Car free days, are effected in cities that have subway/ metro lines/rail lines, bike lanes and bike parks, mass bus transport sytems and some have waterways serving the CBD…now look for these transport systems serving Nairobi CBD & tell me this is not a case of mad cow disease.
— Hon. William Chepkut (@W__Chepkut) January 28, 2019
For example , the government of Rwanda launched the Car-Free Day in 2016, saying the move was prompted by a need to encourage exercise and promote green transport, thereby reducing carbon emission by motor vehicles.

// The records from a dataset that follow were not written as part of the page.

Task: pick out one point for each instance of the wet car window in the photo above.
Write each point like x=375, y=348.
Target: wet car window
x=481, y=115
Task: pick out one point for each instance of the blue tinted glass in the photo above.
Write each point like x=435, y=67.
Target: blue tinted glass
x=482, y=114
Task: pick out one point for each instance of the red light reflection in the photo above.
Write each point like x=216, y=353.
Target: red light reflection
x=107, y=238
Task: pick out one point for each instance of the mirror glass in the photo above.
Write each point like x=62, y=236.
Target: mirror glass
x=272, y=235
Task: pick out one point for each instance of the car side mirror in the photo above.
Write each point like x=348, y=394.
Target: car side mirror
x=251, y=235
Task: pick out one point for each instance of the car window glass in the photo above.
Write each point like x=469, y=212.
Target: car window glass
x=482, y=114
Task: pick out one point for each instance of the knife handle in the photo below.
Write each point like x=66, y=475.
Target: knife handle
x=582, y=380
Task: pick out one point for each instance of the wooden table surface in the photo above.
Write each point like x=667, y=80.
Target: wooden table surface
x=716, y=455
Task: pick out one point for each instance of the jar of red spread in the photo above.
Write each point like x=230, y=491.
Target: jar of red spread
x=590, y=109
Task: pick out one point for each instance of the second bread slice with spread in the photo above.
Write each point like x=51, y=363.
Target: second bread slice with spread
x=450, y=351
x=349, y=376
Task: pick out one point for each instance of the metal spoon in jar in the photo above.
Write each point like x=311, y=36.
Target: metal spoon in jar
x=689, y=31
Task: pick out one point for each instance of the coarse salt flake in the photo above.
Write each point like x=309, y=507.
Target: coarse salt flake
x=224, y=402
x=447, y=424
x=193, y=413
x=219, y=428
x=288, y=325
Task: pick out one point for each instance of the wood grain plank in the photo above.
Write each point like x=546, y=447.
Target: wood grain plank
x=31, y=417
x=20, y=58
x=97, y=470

— City of Kigali (@CityofKigali) August 14, 2016
Following Rwanda’s success in introducing the Car-Free Day, other countries have also mulled taking up the idea, including Kenya.
Public Works Principal Secretary Paul Maringa said the two days have been designated as car-free days to allow the national government try out the much-hyped bus rapid transport (BRT) system.
Only individuals with bicycles, police vehicles and emergency cars will be allowed into the city centre on the two days.
Hawkers will, however, be allowed to take over the streets for the entire two days to sell their wares on the numerous parking lots in the city centre.
According to the PS, matatu operators will drop and pick passengers at the designated termini, while private car owners have been advised to leave their vehicles at home and use public transport on the two days.
The government says 64 high-capacity buses will be imported from South Africa for the BRT pilot programme.
The pilot phase will cover these four roads; Moi Avenue, Harambee Avenue, City Halll Way and Agha Khan Walk. There will, however, be designated parking spots at Uhuru Park and Railways during the two car free days.
The BRT system is one of the major moves the government is hoping will address the traffic menace in Nairobi by having a complete ban of cars in the CBD.
Urban planners and policy makers around the world have started to brainstorm ways that cities can create more space for pedestrians and lower CO2 emissions from diesel.
Is the Mp right to bring up such claims?